Hello zsunlight, I am not Debbie & I'm also not a medical professional however, I will share with you my experience.
My arthritic hip has been bone-on-bone for a couple of years now & although it can be painful at times, I'm getting by. My surgeon wants me to wait until I can't walk a block. I am 57 years old & my surgery would be a bit more complex than the average THR as I have a benign tumor in my femor. The condition is known as "fibrous dysplasia." The surgery would require cementing the "hardware" to the femur which, of course, would be complicated to have to undo down the road.
Getting back to your question, I do believe that bone-on-bone can worsen by damaging the bone. Keeping your weight down & performing low impact exercises is one way of postponing surgery. I find warm water aerobics to be very therapeutic.
Please keep in mind that we find more negative surgery stories on these websites than positive ones. We are all different & respond differently to various procedures, medications, etc.

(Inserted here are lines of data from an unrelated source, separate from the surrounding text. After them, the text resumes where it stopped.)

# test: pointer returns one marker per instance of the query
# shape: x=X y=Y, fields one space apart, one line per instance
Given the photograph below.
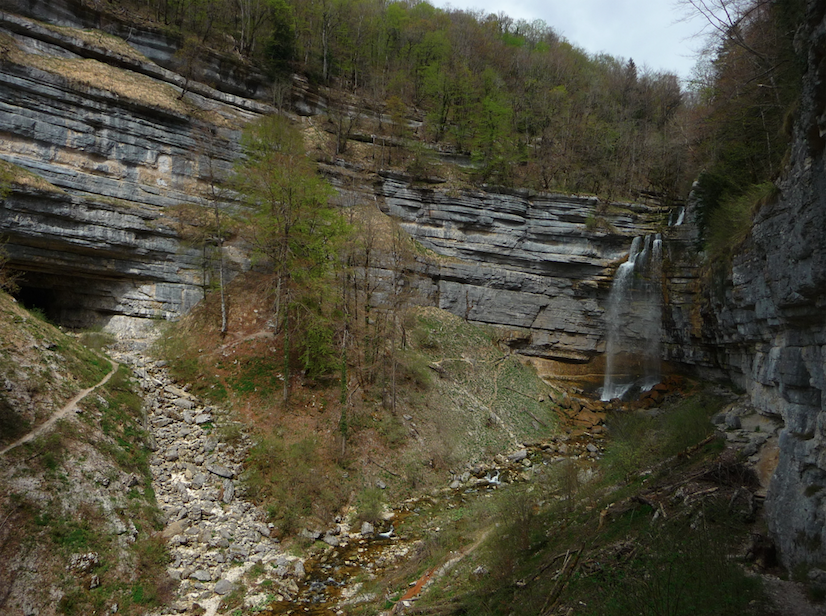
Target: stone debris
x=210 y=526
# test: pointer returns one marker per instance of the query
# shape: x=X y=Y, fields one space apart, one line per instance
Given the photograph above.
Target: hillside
x=342 y=286
x=78 y=507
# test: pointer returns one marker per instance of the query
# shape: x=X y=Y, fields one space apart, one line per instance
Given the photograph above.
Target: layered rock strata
x=762 y=320
x=539 y=264
x=119 y=148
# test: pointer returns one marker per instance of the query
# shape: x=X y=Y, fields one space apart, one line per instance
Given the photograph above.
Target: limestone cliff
x=533 y=263
x=763 y=319
x=119 y=144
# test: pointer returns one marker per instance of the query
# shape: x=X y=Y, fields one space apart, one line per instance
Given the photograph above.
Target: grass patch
x=285 y=479
x=639 y=441
x=730 y=222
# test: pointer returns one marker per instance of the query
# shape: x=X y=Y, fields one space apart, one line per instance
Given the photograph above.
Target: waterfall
x=634 y=321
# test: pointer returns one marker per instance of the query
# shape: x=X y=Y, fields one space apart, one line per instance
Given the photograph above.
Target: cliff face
x=763 y=320
x=123 y=142
x=533 y=263
x=119 y=149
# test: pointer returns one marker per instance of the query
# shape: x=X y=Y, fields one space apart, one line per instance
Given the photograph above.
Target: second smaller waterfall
x=634 y=321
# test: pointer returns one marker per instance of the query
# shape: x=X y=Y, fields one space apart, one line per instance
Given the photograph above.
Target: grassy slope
x=671 y=539
x=81 y=487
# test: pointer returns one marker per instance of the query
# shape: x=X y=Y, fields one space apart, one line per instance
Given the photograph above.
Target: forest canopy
x=526 y=106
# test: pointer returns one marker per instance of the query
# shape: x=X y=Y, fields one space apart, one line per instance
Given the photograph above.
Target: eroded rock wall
x=762 y=320
x=538 y=264
x=117 y=146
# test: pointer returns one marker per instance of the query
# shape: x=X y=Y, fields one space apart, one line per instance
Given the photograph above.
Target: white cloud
x=649 y=31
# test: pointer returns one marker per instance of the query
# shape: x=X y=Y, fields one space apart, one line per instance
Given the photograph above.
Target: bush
x=370 y=505
x=284 y=478
x=730 y=222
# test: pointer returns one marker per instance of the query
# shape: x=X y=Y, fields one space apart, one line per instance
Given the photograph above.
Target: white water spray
x=634 y=321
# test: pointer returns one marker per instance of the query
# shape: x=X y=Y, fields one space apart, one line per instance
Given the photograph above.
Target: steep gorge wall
x=119 y=148
x=762 y=320
x=536 y=264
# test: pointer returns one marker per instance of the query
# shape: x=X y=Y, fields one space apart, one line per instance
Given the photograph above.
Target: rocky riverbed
x=214 y=534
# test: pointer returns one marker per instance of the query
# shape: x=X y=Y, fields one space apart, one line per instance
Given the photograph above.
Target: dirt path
x=71 y=405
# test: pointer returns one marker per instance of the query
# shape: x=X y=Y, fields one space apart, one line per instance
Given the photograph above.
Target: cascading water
x=634 y=320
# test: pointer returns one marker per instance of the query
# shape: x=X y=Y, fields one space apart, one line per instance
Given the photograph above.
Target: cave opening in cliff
x=59 y=298
x=39 y=299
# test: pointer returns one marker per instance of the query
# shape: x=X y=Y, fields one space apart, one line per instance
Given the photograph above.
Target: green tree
x=297 y=231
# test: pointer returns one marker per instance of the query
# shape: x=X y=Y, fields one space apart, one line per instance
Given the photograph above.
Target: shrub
x=730 y=222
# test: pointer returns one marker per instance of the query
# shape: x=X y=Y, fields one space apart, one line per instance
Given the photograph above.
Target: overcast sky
x=649 y=31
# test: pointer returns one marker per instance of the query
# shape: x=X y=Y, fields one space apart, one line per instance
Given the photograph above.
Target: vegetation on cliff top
x=69 y=529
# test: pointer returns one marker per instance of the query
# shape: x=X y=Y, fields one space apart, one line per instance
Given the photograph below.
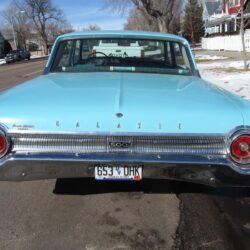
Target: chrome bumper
x=212 y=171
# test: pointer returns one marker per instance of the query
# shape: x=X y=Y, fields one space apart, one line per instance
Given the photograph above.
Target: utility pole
x=13 y=30
x=242 y=34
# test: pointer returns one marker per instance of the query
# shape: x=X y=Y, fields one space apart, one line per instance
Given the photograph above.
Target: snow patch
x=2 y=61
x=237 y=81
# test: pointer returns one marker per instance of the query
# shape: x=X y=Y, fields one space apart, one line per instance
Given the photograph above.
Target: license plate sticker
x=107 y=172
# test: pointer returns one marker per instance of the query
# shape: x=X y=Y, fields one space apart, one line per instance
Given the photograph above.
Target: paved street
x=83 y=214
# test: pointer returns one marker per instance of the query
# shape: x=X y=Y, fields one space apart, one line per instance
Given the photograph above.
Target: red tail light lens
x=240 y=149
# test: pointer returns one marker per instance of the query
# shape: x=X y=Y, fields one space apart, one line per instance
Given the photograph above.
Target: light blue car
x=133 y=109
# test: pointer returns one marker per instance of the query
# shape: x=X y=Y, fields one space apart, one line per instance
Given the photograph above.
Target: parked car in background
x=17 y=55
x=111 y=117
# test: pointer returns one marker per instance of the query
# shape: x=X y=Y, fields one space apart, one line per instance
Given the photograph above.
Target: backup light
x=240 y=149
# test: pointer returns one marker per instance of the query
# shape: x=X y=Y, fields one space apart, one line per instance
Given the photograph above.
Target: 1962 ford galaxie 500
x=121 y=117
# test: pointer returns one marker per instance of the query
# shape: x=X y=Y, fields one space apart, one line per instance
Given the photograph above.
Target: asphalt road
x=83 y=214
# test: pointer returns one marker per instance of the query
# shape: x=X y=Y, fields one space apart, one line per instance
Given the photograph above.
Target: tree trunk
x=193 y=39
x=162 y=25
x=242 y=33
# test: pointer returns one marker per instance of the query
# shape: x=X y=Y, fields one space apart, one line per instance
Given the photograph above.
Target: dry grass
x=229 y=70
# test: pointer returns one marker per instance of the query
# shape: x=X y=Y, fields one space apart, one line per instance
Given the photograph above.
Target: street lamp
x=12 y=22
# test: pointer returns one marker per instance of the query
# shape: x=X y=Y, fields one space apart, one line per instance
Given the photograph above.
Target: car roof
x=123 y=34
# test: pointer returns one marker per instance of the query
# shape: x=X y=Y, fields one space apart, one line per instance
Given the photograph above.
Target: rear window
x=149 y=56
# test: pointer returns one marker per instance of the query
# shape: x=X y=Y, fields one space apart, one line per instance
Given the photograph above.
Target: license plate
x=109 y=172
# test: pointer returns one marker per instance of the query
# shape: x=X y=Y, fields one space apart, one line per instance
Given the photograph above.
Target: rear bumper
x=212 y=171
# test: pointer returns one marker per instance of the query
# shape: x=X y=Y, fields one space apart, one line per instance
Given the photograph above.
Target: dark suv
x=17 y=55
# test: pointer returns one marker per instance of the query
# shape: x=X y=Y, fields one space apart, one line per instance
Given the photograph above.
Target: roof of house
x=213 y=7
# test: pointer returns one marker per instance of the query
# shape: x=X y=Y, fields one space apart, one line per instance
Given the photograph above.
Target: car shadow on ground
x=88 y=186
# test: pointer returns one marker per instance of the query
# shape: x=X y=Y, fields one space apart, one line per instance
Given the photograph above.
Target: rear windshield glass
x=133 y=55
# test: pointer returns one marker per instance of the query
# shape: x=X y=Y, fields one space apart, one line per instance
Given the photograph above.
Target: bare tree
x=163 y=12
x=21 y=25
x=243 y=24
x=193 y=24
x=42 y=13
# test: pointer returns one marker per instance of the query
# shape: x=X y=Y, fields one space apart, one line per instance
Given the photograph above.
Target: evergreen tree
x=193 y=24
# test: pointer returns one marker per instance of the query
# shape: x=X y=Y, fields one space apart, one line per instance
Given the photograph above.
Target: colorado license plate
x=110 y=172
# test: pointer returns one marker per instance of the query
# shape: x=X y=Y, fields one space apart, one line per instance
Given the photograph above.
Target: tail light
x=142 y=53
x=240 y=149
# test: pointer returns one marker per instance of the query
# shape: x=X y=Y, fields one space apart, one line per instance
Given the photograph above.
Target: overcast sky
x=80 y=13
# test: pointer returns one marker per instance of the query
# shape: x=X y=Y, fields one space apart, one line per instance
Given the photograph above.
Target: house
x=224 y=17
x=222 y=31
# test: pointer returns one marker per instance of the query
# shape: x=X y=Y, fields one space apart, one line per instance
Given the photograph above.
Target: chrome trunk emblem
x=119 y=144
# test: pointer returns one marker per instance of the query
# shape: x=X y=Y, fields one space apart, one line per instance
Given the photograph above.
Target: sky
x=81 y=13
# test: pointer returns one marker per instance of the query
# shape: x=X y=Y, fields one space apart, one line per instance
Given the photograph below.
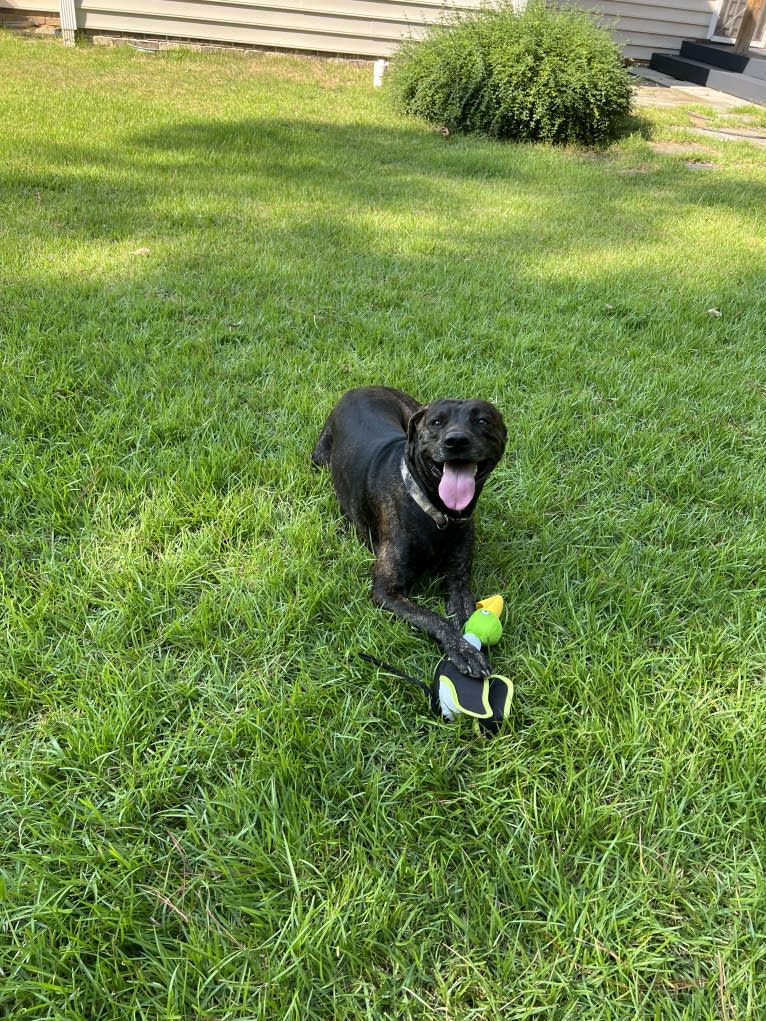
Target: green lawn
x=210 y=810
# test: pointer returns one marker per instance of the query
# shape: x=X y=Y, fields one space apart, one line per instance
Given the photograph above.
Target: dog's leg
x=460 y=600
x=390 y=594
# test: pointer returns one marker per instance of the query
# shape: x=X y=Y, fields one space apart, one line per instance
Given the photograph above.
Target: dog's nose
x=457 y=441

In all my research on the subject of joint replacements, including first-hand stories, I believe the outcome of these surgeries, for the most part, is successful & leads to a better quality of life.
If you are younger, I would advise postponing the surgery until it becomes intolerable. Again, this is my opinion.
I'm sorry to hear of your pain, Roseie. Is it feasible for you to join a gym where there is a warm water pool? I have moderate to severe OA with Fibro & have found the warm water exercises to be very therapeutic to my joints & muscles. I have even been able to put off hip replacement surgery due to the benefits of this water exercise!
Because water exercises are not weight bearing, our bones don't benefit. However, one of the easiest exercises for most of us where the bones do benefit is simple walking. Even just a 10 minute walk a few times a day in the house would help your bones.
Have you talked to your doctor about possible bone building medications? There is a variety of choices & doctors are now having patients stay on them for about 5 years at a time with breaks in between in view of the concerns about femur breaks.
My hip has been bone-on-bone for a couple of years now & although it can be painful, I have learned to manage the condition through the help of warm water exercises. Many at the therapeutic pool I visit on a daily basis have also been able to postpone surgery by using this pool.
Each of us deals with conditions differently. We use these medical communities to share our stories.
Things to consider when contemplating surgery include level of pain, one's age, & of course, one's health.
Become as informed as possible & if it is feasible, get a second opinion.
When the surgery is elective, it should always be the last resort. One comment with respect to the negative stories concerning knee replacements, for the most part, these bulletin boards tend to attract more negative than positive stories.
In reading your last statement, I feel confident that you will make the right decision about your treatment.
I admire the shape you are in, mfullmike, & also your desire to continue to be active & adventurous! However, I don't think "intense" activity of any kind should be pursued after joint replacement therapy. Your doctor may advise otherwise, however, you are relatively young for this procedure & the replacement joints at this point in time are made to last for some where between 10 to 20 years.
I can fully relate as I am 57 years old & my exercise of choice for over 25 years was jogging. Over the years, I climbed a few of the high peaks in the Adirondacks & always loved hiking of any kind. Unfortunately like you, I've inherited some bad genes predisposing me for degenerative joints throughout the body. I am adjusting to this by replacing previous activities with gentler ones. My daily routine now consists of swimming & water walking, various stretching & yoga routines & land walking.
My intention is to manage my condition while hopefully slowing the inevitable progression of the osteoarthritis.
It was a tough transition but I did re-invent my exercise routine & love the new one almost as much as the old one.
Another possible culprit of your diarrhea could be the use of antibiotics. Are you taking any at this time? I know they're essential in keeping infections away, especially after joint replacement surgery. Antibiotics are known to have a negative effect on the gi system.
This is another reason you should be eating yogurt! If you are taking antibiotics, they deplete the body of good bacteria as well as the bad. The acidopholous (sp?) in the yogurt replaces the good bacteria allowing for a better functioning intestinal tract.
Hello arbob5, Firstly, congratulations on your quick recovery & lack of pain from this major surgery.
I am not a medical professional however, I do a lot of reading on the subject. It's not uncommon to suffer "side effects" from major surgery. Because you suffer from uc, I'm sure your digestive system is more vulnerable & such trauma as surgery makes you more prone to this side effect.
Assuming it's nothing more serious than that, have you tried the BRAT diet? Bananas, Rice, Applesauce & Toast are supposed to help with symptoms of diarrhea. I find non-fat plain yogurt helps as well.
Try that diet for a while & keep in touch with your GI doctor. Sometimes effects from surgery can be long lasting. I hope this is not the case with your problem.